Pre-RFC: Catch data structures that are written but never read

Consider the following code:

fn main() {
    let mut m = std::collections::HashMap::new();
    m.insert("hello", "world");
}

This code compiles and runs with zero warnings.

By contrast, something like this:

fn main() {
    let mut m = 0;
    m += 1;
}

gives multiple useful warnings:

warning: variable `m` is assigned to, but never used
 --> src/main.rs:2:13
  |
2 |     let mut m = 0;
  |             ^
  |
  = note: `#[warn(unused_variables)]` on by default
  = note: consider using `_m` instead

warning: value assigned to `m` is never read
 --> src/main.rs:3:5
  |
3 |     m += 1;
  |     ^
  |
  = note: `#[warn(unused_assignments)]` on by default
  = help: maybe it is overwritten before being read?

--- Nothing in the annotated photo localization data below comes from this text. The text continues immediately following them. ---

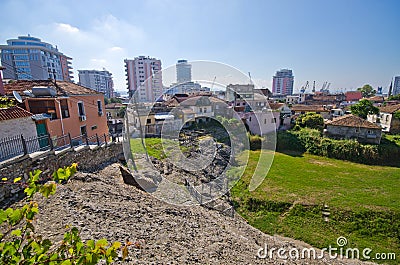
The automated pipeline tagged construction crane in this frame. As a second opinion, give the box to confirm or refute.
[321,81,327,91]
[326,83,331,91]
[211,76,216,90]
[300,81,309,94]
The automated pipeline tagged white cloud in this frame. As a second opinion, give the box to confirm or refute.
[33,16,146,91]
[55,23,79,34]
[109,46,124,52]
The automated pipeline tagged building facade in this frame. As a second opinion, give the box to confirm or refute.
[393,76,400,96]
[272,69,294,95]
[176,59,191,83]
[4,80,108,142]
[78,69,114,98]
[124,56,162,102]
[0,35,73,81]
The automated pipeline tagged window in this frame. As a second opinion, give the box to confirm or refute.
[78,102,85,116]
[264,119,267,124]
[199,108,202,113]
[97,100,103,115]
[60,99,70,118]
[80,125,87,136]
[146,118,151,124]
[367,130,372,134]
[355,129,359,133]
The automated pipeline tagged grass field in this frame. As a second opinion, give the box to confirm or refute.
[231,151,400,263]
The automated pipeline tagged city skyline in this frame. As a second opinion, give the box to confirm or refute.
[1,0,399,93]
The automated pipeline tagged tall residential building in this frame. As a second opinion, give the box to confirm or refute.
[78,69,114,98]
[0,35,73,81]
[393,76,400,96]
[124,56,162,102]
[272,69,294,95]
[176,59,191,83]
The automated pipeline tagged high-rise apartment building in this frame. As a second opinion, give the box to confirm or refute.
[78,69,114,98]
[272,69,294,95]
[393,76,400,96]
[124,56,162,102]
[0,35,73,81]
[176,59,191,83]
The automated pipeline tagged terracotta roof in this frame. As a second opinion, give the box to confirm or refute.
[0,106,32,121]
[4,80,102,97]
[179,96,211,106]
[365,95,385,102]
[379,104,400,114]
[326,114,380,129]
[105,103,124,109]
[291,105,330,112]
[268,103,284,110]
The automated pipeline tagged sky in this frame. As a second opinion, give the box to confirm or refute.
[1,0,399,94]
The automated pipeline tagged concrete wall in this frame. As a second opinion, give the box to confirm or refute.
[0,117,37,139]
[245,111,278,136]
[0,142,123,205]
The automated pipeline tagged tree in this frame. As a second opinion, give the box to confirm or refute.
[296,113,324,131]
[118,106,127,118]
[357,84,376,98]
[110,98,122,104]
[350,99,379,119]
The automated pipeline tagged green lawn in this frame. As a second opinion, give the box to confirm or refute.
[232,151,400,263]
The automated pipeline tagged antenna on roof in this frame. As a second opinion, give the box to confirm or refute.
[12,91,23,103]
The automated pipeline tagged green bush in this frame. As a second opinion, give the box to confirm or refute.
[248,133,264,151]
[277,128,400,166]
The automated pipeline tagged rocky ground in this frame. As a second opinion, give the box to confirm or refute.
[30,163,373,264]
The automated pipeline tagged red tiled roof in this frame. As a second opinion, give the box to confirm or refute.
[365,95,385,102]
[345,91,362,101]
[105,103,124,109]
[0,106,32,121]
[379,104,400,114]
[4,80,102,97]
[291,105,330,112]
[268,103,284,110]
[326,114,380,129]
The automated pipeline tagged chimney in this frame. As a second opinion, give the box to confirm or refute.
[0,66,5,96]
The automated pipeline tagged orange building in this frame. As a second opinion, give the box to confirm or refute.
[4,80,108,141]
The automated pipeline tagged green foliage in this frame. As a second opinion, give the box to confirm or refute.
[117,106,126,118]
[110,98,122,104]
[0,97,16,108]
[231,150,400,264]
[357,84,376,98]
[388,94,400,100]
[295,112,324,131]
[105,98,122,105]
[277,128,400,166]
[0,163,129,264]
[248,133,264,151]
[350,99,379,119]
[394,111,400,120]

The difference is, in the first case the compiler just sees that HashMap::insert accepts a &mut self, but doesn't know that it has no side effects other than modifying the data structure.

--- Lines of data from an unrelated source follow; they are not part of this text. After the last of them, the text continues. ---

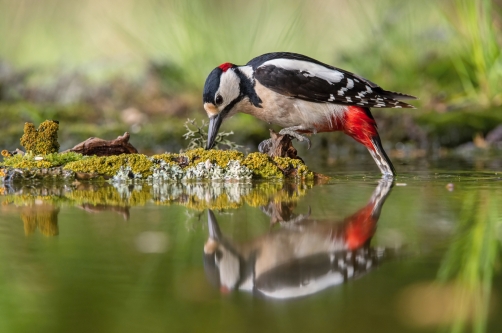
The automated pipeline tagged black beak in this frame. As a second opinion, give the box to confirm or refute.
[207,210,222,241]
[206,114,223,150]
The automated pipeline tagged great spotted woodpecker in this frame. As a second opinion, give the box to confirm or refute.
[203,52,416,176]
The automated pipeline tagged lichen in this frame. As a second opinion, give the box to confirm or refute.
[20,120,60,155]
[180,159,252,181]
[149,161,185,182]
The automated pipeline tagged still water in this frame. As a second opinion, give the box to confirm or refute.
[1,163,501,333]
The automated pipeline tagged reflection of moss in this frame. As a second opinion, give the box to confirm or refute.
[21,204,60,236]
[243,181,312,207]
[185,193,241,210]
[2,194,66,207]
[20,120,60,155]
[1,191,61,236]
[242,182,284,207]
[65,185,152,206]
[2,180,313,212]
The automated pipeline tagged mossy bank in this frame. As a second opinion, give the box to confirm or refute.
[1,148,318,183]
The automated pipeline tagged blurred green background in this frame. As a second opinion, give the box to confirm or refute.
[0,0,501,154]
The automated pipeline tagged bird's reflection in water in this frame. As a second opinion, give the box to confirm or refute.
[203,180,393,299]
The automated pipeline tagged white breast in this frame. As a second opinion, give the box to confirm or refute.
[237,81,347,130]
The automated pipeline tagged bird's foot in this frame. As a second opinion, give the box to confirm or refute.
[278,128,311,149]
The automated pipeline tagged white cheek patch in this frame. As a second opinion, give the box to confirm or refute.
[260,59,345,84]
[217,69,241,111]
[216,248,240,289]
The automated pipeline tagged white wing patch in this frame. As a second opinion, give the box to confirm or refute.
[260,58,345,84]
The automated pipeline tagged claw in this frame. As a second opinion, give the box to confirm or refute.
[278,129,311,149]
[305,137,311,150]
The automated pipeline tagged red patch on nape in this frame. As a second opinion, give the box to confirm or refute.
[218,62,234,72]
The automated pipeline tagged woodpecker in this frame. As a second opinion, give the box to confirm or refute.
[202,52,416,177]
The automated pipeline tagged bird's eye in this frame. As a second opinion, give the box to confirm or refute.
[215,95,223,106]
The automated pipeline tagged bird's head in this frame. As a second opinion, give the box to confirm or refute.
[203,62,244,149]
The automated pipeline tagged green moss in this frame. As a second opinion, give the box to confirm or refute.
[151,152,181,164]
[0,152,83,169]
[242,152,283,179]
[2,148,315,182]
[152,149,247,169]
[64,154,154,177]
[20,120,60,155]
[182,148,245,168]
[273,156,314,179]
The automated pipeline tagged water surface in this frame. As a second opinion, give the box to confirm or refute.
[1,166,501,333]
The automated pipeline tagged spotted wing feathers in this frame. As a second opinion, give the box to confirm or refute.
[253,57,416,109]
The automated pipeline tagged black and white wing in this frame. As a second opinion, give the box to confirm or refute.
[247,52,416,109]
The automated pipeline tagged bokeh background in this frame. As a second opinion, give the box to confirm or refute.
[1,0,501,157]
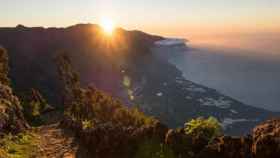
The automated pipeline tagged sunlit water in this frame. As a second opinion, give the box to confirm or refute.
[166,35,280,111]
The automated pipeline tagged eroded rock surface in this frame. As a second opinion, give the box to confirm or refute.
[252,118,280,158]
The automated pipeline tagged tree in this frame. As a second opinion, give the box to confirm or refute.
[55,53,90,120]
[55,53,81,105]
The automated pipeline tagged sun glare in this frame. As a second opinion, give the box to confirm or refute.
[100,18,116,35]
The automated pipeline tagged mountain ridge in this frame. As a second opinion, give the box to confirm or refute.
[0,24,278,135]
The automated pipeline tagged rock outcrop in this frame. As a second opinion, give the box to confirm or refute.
[252,118,280,158]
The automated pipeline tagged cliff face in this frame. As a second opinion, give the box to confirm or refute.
[0,47,28,134]
[252,119,280,158]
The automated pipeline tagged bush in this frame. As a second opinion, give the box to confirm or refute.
[184,117,222,143]
[66,86,157,128]
[56,54,156,128]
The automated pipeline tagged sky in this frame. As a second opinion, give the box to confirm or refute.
[1,0,280,38]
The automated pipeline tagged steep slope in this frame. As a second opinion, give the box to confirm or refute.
[126,41,279,135]
[0,24,162,105]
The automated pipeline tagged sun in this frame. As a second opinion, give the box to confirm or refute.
[100,18,116,35]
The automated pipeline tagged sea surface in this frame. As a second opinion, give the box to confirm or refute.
[164,35,280,111]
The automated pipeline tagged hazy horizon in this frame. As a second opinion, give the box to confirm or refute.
[1,0,280,38]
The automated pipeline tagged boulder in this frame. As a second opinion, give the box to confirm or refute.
[197,135,252,158]
[252,118,280,158]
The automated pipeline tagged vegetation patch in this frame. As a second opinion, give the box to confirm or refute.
[0,132,41,158]
[22,89,54,126]
[57,54,156,128]
[185,117,222,143]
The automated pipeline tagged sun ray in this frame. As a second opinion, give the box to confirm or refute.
[100,18,116,35]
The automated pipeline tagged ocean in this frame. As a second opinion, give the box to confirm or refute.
[161,35,280,111]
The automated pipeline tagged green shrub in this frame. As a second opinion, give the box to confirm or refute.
[184,117,222,142]
[70,87,156,128]
[135,140,175,158]
[0,132,40,158]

I'd love to have an attribute (something like #[write_only]) that could be added to a method, which specifies that the method modifies the data structure but doesn't have any other side effect, and shouldn't count semantically as "reading" the data structure. Then, the compiler could emit warnings for code that only calls those methods but doesn't actually do anything with the resulting structure.

15 Likes

Imagine Rust had an effects system tracking all side-effects. Then detecting this kind of situation would be trivial. /s

^^^^^ To all those people saying that keep claiming that tracking and restricting side-effects would be useless.

2 Likes

Do we need that? Seems like a hints system a la must_use is all that's needed.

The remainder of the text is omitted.